How would I solve the eigenvalues for the above function? I understand that it is the values of \(\lambda = 0\) but not sure how to make the function to to zero in this general case... Thanks!

 

Your characteristic equation in \(\lambda\) is a quadratic -- can't you just write down the two roots (eigenvalues) using the quadratic formula? I get \(\frac{a+b \pm \sqrt{(a+d)^2 - 4(ad-bc)}}{2}\). As always, check the geezer's algebra.

 

My quadratic equation came to:
\( \frac{a+d \pm \sqrt(a^2 +d^2 -2(ad -2bc))}{2}\)

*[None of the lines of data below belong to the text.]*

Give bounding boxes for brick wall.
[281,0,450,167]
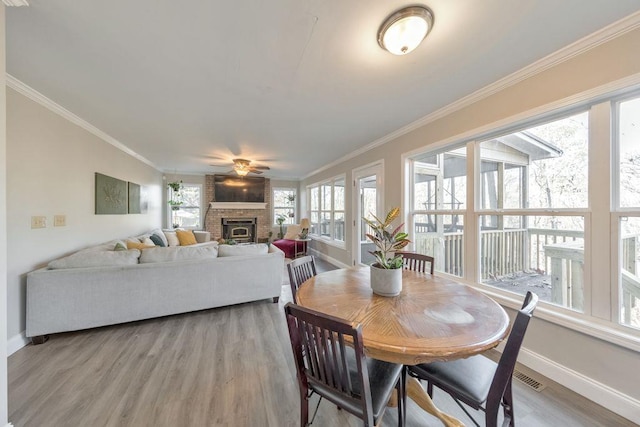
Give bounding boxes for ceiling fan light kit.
[211,158,271,176]
[378,5,434,55]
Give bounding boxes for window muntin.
[308,175,346,244]
[273,188,296,225]
[169,183,201,229]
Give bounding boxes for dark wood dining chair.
[407,291,538,427]
[287,255,317,303]
[397,251,434,274]
[284,302,406,427]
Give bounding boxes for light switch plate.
[31,216,46,229]
[54,215,66,227]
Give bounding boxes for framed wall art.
[95,173,127,214]
[128,182,141,214]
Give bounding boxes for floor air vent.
[513,369,546,392]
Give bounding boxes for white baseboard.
[517,347,640,424]
[8,331,29,356]
[308,248,350,269]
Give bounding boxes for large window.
[478,112,589,312]
[410,148,466,277]
[308,176,345,244]
[617,95,640,330]
[168,183,202,229]
[273,188,296,225]
[408,89,640,339]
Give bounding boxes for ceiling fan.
[211,158,270,176]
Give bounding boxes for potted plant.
[167,180,183,192]
[276,214,287,239]
[363,207,410,296]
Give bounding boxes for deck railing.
[413,228,639,323]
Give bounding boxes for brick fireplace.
[204,175,272,241]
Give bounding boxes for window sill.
[461,279,640,353]
[309,236,346,250]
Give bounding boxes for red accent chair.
[272,239,306,259]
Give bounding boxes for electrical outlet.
[31,216,47,229]
[54,215,66,227]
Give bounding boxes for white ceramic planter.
[370,264,402,297]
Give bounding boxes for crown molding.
[3,0,29,6]
[303,10,640,180]
[6,74,160,171]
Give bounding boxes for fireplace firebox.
[221,218,257,243]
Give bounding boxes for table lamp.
[299,218,311,239]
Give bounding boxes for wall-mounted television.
[213,175,265,202]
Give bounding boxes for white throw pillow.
[218,243,269,257]
[283,225,302,240]
[48,249,141,269]
[163,230,180,247]
[139,245,218,263]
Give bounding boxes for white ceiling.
[6,1,640,179]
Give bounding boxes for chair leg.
[300,386,309,427]
[502,379,515,427]
[396,366,406,427]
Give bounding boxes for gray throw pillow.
[150,234,165,247]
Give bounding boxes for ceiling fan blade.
[253,165,270,170]
[249,169,264,174]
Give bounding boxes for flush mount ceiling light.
[378,5,434,55]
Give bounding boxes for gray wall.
[6,88,163,342]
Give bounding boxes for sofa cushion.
[163,230,180,247]
[48,249,141,269]
[218,243,269,257]
[139,245,218,263]
[176,229,197,246]
[149,234,165,247]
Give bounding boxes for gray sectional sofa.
[26,229,285,343]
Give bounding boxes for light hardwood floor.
[8,259,637,426]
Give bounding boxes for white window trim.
[402,77,640,352]
[272,187,297,225]
[307,174,346,249]
[166,183,203,229]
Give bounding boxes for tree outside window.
[169,183,201,229]
[273,188,296,225]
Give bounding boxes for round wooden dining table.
[296,266,510,427]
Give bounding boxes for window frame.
[167,183,202,229]
[403,84,640,352]
[272,187,297,225]
[307,174,346,248]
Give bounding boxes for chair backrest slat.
[397,251,434,274]
[287,256,318,303]
[284,302,374,422]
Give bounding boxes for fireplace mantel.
[210,202,267,210]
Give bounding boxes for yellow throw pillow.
[126,241,155,250]
[176,229,198,246]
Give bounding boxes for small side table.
[294,238,311,258]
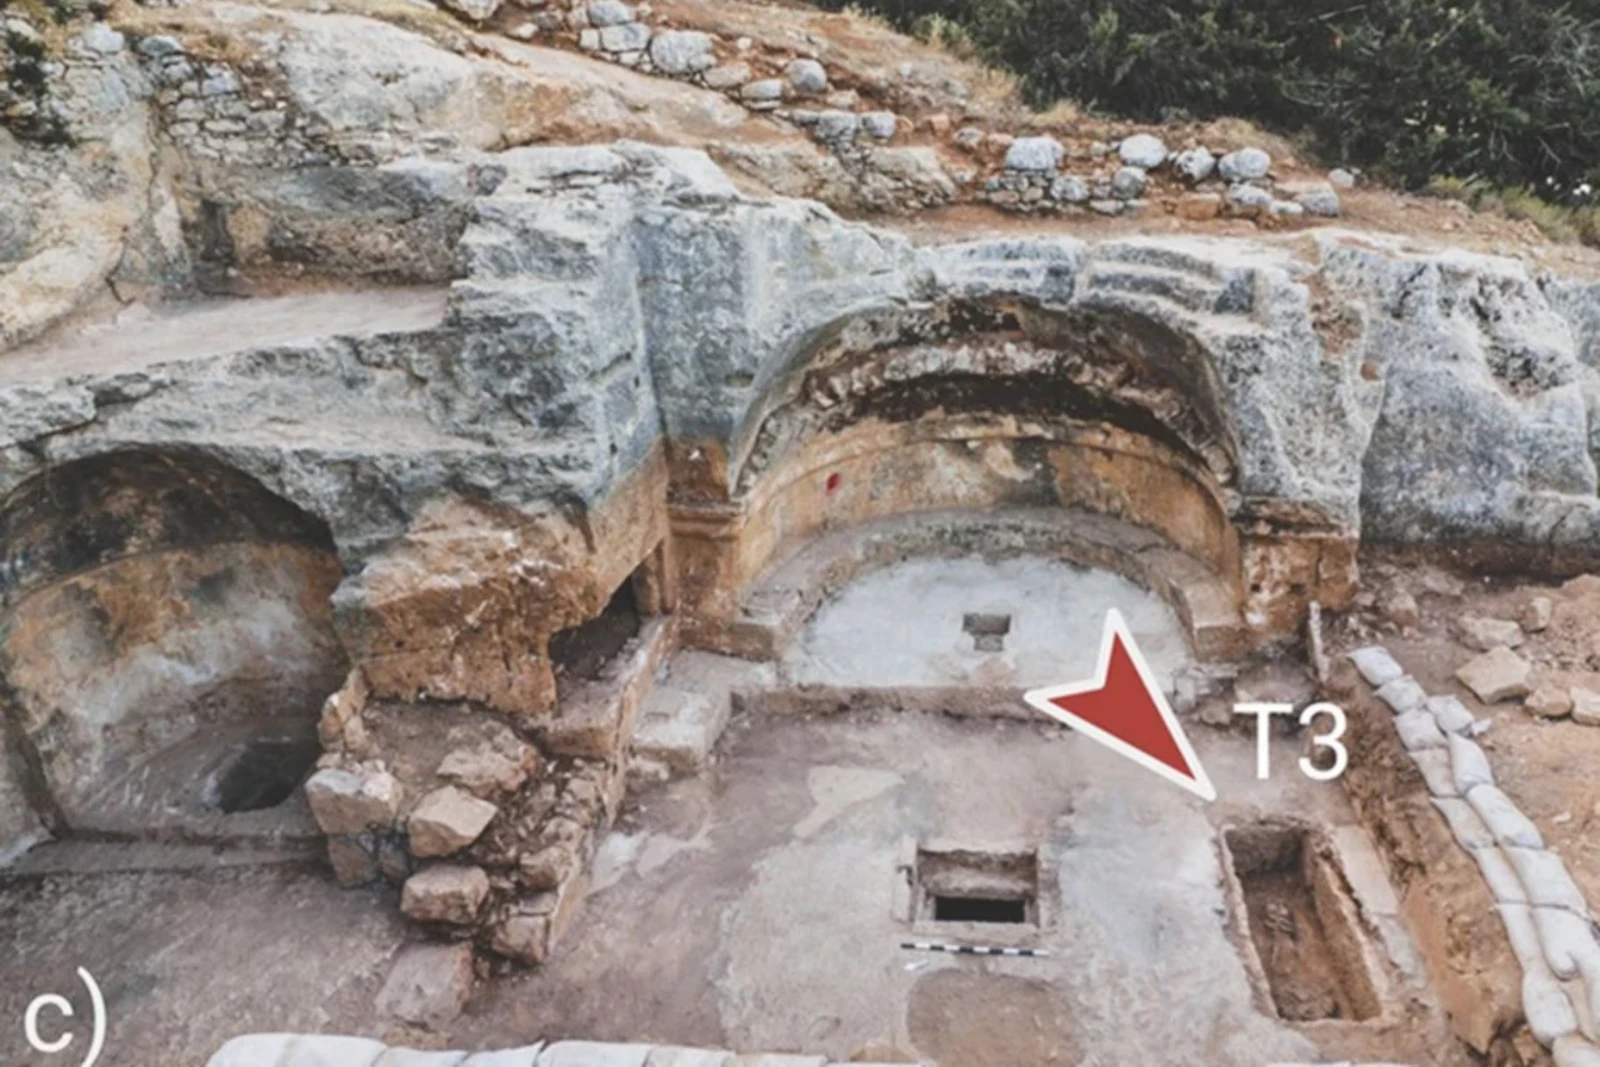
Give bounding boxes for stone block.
[306,768,404,835]
[1117,133,1167,168]
[1524,596,1554,633]
[650,31,715,75]
[401,865,491,925]
[1218,147,1271,182]
[437,735,540,798]
[599,23,652,53]
[783,58,827,95]
[1457,647,1534,703]
[409,787,499,858]
[586,0,633,26]
[632,686,729,774]
[1528,683,1575,719]
[328,835,381,887]
[1574,687,1600,726]
[1458,615,1525,651]
[376,942,477,1029]
[1004,136,1063,172]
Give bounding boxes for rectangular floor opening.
[914,843,1039,926]
[931,895,1028,924]
[1225,824,1380,1022]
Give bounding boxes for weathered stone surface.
[1173,146,1215,183]
[1458,615,1524,651]
[1049,175,1088,203]
[438,0,502,22]
[783,58,827,94]
[1004,136,1063,172]
[600,23,653,53]
[702,63,750,90]
[328,834,382,886]
[1456,647,1534,703]
[376,942,477,1029]
[649,31,713,75]
[1523,596,1554,632]
[1110,166,1146,199]
[1380,590,1421,629]
[401,865,491,925]
[437,734,540,797]
[586,1,634,26]
[409,787,500,857]
[1117,134,1167,169]
[1218,147,1271,182]
[1573,686,1600,726]
[1526,683,1574,719]
[306,768,404,835]
[860,111,897,140]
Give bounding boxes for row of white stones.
[208,1036,916,1067]
[1352,646,1600,1066]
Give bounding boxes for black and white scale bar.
[901,941,1049,958]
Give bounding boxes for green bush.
[834,0,1600,202]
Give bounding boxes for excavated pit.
[1224,823,1382,1023]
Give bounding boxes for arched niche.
[0,449,349,838]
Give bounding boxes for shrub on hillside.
[840,0,1600,201]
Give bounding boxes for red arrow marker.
[1023,610,1216,802]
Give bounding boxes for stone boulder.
[1004,136,1063,173]
[401,865,491,925]
[408,786,499,857]
[1117,134,1167,169]
[375,942,476,1029]
[1458,616,1525,652]
[305,768,404,834]
[1218,147,1271,182]
[1456,647,1534,703]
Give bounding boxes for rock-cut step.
[630,651,775,781]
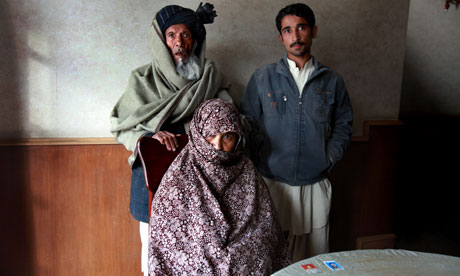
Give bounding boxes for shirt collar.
[287,57,313,72]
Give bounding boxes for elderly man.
[110,3,233,275]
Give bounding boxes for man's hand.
[152,131,181,151]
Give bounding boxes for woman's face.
[205,132,238,152]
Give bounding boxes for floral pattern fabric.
[148,99,291,275]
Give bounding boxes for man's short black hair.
[276,3,315,33]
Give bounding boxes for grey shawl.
[110,19,233,165]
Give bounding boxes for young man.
[241,3,353,261]
[110,3,234,275]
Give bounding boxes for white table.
[272,249,460,276]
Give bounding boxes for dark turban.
[156,2,217,46]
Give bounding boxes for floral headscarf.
[148,99,291,275]
[189,98,242,165]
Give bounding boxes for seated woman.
[148,99,291,275]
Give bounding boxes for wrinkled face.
[165,24,194,64]
[278,15,317,59]
[205,132,238,152]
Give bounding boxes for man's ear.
[278,32,283,43]
[312,26,318,38]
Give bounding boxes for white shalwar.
[140,222,149,276]
[264,177,332,262]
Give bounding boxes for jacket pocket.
[311,88,335,123]
[263,90,287,117]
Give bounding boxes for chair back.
[136,135,188,218]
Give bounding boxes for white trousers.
[288,225,329,262]
[140,222,149,276]
[264,177,332,262]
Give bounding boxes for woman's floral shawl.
[148,99,291,275]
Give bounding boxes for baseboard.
[356,233,396,249]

My complete question is the following. I need to obtain a relationship between the trace and the determinant of A. The question also talks about a formula
A = M \( \wedge\) (M^-1) Would it be possible if anyone could explain/ give a solid example on how to use this formula?

 

For tables in LaTeX, check this tutorial out:
http://forum.allaboutcircuits.com/showthread.php?t=60409

It's a bit tricky, but rewarding.

 

@someonesdad, I think I was wrong to expand out and your form is alot better to deal with. Has anyone come across a problem like this before?

 

I agree with someonesdad's answer too. It's not that unusual of a problem. The methodology to set up your equation is standard. The fact that in the end you get a quadratic equation shouldn't trouble you, it's pretty common.

 

What I don't understand Is how I can find the eigenvectors when my two eigenvalues are messy. Can the above eigenvalues be expressed in a matrix form?

 

Yes, practically your eigenvalues are:

\(\left[ \begin{array}{c} \frac{a+b + \sqrt{(a+d)^2 - 4(ad-bc)}}{2} \\ \frac{a+b - \sqrt{(a+d)^2 - 4(ad-bc)}}{2} \end{array} \right]\)

Which makes your eigenvectors the solutions of the equation:
\(A \cdot x_i=\lambda_i \cdot x_i\)

I know it's fuzzy, but remember that in the end λi is a constant for your use.

 

Cool, thanks Georacer!